Une nouvelle tuerie attribuée à une milice communautaire a fait au moins 46 morts, dont de nombreux enfants, dans la nuit de dimanche à lundi dans un camp de déplacés du nord-est de la RDC, région où les exactions contre les civils se multiplient.
Selon le Baromètre sécuritaire du Kivu (KST), réseau d’analystes basés dans l’est de la République démocratique du Congo, “au moins 46 civils ont été tués” dans le camp de déplacés de Lala, en territoire de Djugu, dans la province aurifère d’Ituri, à la suite d’une “incursion des Codéco”. Un responsable de la société civile locale, Désiré Malodra, a avancé le même bilan de 46 morts, précisant que 23 étaient des enfants et que ce chiffre était provisoire.
Dans un communiqué diffusé dans l’après-midi, la Mission de l’ONU en RDC (Monusco), condamnant une “attaque ignoble”, a quant à elle évoqué “plus de 45 morts et une dizaine de blessés”. Richard Dheda, responsable de la “chefferie” (entité administrative) de Bahema Badjere, où se trouve le camp attaqué, avait auparavant parlé de 41 morts et désigné lui aussi des miliciens Codéco comme les auteurs de ce massacre.
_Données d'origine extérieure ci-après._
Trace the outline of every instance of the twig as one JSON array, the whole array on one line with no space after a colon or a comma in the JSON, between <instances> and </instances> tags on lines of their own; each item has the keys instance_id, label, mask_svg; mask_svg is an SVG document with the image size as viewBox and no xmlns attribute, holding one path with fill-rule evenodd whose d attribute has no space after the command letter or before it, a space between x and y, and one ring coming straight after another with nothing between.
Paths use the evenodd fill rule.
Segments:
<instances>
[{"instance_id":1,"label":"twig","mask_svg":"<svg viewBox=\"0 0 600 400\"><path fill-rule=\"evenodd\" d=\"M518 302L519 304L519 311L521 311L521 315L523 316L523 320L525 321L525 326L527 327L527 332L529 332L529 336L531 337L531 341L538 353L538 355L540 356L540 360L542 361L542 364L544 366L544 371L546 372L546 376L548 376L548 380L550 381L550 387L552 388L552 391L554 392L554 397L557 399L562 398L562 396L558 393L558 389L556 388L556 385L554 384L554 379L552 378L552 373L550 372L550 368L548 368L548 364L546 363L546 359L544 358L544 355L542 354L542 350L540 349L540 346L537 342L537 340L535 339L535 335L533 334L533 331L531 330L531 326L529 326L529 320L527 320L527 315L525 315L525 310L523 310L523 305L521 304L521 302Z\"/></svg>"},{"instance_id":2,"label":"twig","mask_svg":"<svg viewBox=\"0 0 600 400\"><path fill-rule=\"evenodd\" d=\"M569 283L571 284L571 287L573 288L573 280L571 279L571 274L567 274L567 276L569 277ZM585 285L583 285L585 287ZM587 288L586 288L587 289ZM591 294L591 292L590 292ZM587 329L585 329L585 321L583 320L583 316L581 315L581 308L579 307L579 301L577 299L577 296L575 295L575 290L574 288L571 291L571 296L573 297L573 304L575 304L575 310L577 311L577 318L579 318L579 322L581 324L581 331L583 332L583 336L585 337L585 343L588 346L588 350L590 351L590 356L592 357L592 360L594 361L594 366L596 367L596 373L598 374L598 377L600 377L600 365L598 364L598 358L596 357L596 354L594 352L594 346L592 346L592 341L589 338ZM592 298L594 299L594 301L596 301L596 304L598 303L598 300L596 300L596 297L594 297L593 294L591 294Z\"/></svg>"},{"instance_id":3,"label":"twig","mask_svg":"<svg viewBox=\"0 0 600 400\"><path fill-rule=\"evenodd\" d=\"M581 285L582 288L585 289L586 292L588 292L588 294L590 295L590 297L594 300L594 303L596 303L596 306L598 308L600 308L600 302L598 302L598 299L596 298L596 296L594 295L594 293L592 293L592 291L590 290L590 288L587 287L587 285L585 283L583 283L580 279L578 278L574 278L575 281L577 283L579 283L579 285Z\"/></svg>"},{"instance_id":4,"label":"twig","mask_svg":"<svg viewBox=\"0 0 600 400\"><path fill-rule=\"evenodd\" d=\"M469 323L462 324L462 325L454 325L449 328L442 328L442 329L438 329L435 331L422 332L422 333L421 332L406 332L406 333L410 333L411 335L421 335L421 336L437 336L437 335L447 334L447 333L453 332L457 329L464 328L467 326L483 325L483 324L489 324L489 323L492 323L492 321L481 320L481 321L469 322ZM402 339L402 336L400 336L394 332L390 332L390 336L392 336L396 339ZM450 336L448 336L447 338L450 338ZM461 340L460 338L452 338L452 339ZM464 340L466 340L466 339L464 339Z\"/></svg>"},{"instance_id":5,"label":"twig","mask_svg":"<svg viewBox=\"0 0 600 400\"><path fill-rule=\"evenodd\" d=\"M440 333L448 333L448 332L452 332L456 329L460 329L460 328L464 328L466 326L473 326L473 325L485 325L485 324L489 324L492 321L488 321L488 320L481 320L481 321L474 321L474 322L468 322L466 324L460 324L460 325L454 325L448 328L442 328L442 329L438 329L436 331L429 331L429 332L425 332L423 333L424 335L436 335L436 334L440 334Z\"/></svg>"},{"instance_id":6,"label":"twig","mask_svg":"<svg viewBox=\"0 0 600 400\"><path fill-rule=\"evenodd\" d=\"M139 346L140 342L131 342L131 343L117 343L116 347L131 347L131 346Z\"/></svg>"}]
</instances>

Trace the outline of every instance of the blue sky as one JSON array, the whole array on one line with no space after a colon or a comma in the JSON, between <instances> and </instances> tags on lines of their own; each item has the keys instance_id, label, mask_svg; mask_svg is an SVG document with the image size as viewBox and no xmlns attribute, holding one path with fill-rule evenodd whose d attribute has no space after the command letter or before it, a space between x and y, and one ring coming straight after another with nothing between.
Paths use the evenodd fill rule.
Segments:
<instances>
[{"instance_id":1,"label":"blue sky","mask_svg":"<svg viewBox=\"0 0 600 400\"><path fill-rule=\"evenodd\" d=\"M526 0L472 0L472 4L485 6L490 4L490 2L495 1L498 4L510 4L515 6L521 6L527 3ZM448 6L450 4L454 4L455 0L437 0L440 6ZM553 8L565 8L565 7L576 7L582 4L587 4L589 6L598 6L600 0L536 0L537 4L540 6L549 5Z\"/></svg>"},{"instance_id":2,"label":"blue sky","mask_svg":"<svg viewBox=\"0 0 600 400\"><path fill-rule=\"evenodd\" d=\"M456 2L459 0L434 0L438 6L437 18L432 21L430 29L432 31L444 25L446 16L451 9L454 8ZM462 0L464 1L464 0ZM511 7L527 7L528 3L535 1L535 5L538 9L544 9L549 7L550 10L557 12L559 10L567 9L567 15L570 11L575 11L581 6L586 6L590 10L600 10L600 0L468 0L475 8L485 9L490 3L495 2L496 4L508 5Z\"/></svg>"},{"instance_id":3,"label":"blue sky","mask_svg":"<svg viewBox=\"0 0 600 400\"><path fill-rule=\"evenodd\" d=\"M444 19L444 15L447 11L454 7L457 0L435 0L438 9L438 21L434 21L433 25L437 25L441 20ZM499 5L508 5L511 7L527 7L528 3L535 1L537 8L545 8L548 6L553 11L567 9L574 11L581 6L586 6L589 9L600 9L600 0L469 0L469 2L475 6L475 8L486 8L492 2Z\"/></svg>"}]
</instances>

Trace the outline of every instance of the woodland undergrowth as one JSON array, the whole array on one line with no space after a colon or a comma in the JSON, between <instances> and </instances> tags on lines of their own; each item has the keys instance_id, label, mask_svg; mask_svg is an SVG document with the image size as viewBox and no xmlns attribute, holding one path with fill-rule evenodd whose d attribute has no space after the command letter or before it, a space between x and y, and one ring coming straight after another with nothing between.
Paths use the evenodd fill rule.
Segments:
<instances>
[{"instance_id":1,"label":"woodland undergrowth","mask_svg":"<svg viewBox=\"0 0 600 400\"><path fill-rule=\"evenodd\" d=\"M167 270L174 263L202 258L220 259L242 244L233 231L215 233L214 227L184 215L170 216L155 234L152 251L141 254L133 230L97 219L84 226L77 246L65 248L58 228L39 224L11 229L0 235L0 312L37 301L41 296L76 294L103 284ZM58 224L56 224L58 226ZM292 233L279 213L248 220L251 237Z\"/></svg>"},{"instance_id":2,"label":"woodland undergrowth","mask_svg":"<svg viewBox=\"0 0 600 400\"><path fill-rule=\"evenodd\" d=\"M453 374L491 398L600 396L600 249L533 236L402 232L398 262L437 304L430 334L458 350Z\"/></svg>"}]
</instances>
“Les miliciens ont attaqué dans la nuit, entre 01H00 et 02H00, pendant que les gens dormaient”, a précisé le responsable de la chefferie. “Ils ont commencé à tirer des coups de feu, beaucoup de gens sont morts brûlés dans leurs maisons, d’autres ont été tués à la machette”, a précisé de son côté Désiré Malodra.
La Codéco (“Coopérative pour le développement du Congo”) est une milice de plusieurs milliers d’hommes affirmant protéger la tribu Lendu face à une tribu rivale, les Hema, défendus par une autre milice, les “Zaïre”. Une attaque des Codéco contre une position de l’armée avait fait samedi en Ituri sept morts parmi les civils. Début 2022, la même milice avait été accusée d’avoir massacré plus de 60 civils dans un autre camp de déplacés, Plaine Savo, dans le territoire de Djugu, en proie à un cycle infernal de violences et de représailles.
Base de l’ONU
Le site de Lala est situé à 3 km d’une position de l’armée, 5 km de Bule-centre et à une dizaine de km d’une base de Casques bleus de l’ONU. En visite récemment en RDC, Jean-Pierre Lacroix, secrétaire général adjoint des Nations unies chargé des opérations de paix, s’était lui-même rendu dans un camp de déplacés en Ituri.
A son retour à Kinshasa, il avait souligné mercredi dernier devant la presse que la force de l’ONU présente dans le pays depuis plus de 20 ans avait vocation à partir, mais que ce départ devait se faire de manière “graduelle et responsable”. Il y a des centaines de milliers de déplacés “protégés quasi exclusivement” par des Casques bleus, avait-il relevé, estimant qu’un “vide sécuritaire” leur serait “fatal”. “La Monusco réaffirme son engagement (…) pour renforcer les patrouilles conjointes afin de protéger les populations civiles et les sites de déplacés”, a-t-il assuré lundi.
Après une décennie d’accalmie, le conflit meurtrier en Ituri entre Hema et Lendu a repris depuis fin 2017, provoquant la mort de milliers de civils et la fuite de plus d’un million et demi de personnes. Le précédent conflit entre milices communautaires avait fait des milliers de morts entre 1999 et 2003, jusqu’à l’intervention d’une force européenne, l’opération Artémis, sous commandement français.
Par ailleurs, des sources locales ont signalé lundi une nouvelle attaque de village attribuée aux ADF, rebelles affiliés au groupe État islamique, qui aurait fait au moins huit morts dimanche soir dans la province voisine du Nord-Kivu, à Kasindi, dans le territoire de Beni.
Jeudi dernier, une précédente attaque de village par les ADF avait fait 12 morts, hommes, femmes et enfants, selon la société civile. Selon l’ONU, plus de 50 civils auraient été tués rien que durant le mois de mai dans le territoire de Beni.
Les provinces de l’est de la RDC sont en proie depuis près de 30 ans aux violences de multiples groupes armés, locaux et étrangers, hérités pour beaucoup de guerres régionales dans les années 1990-2000.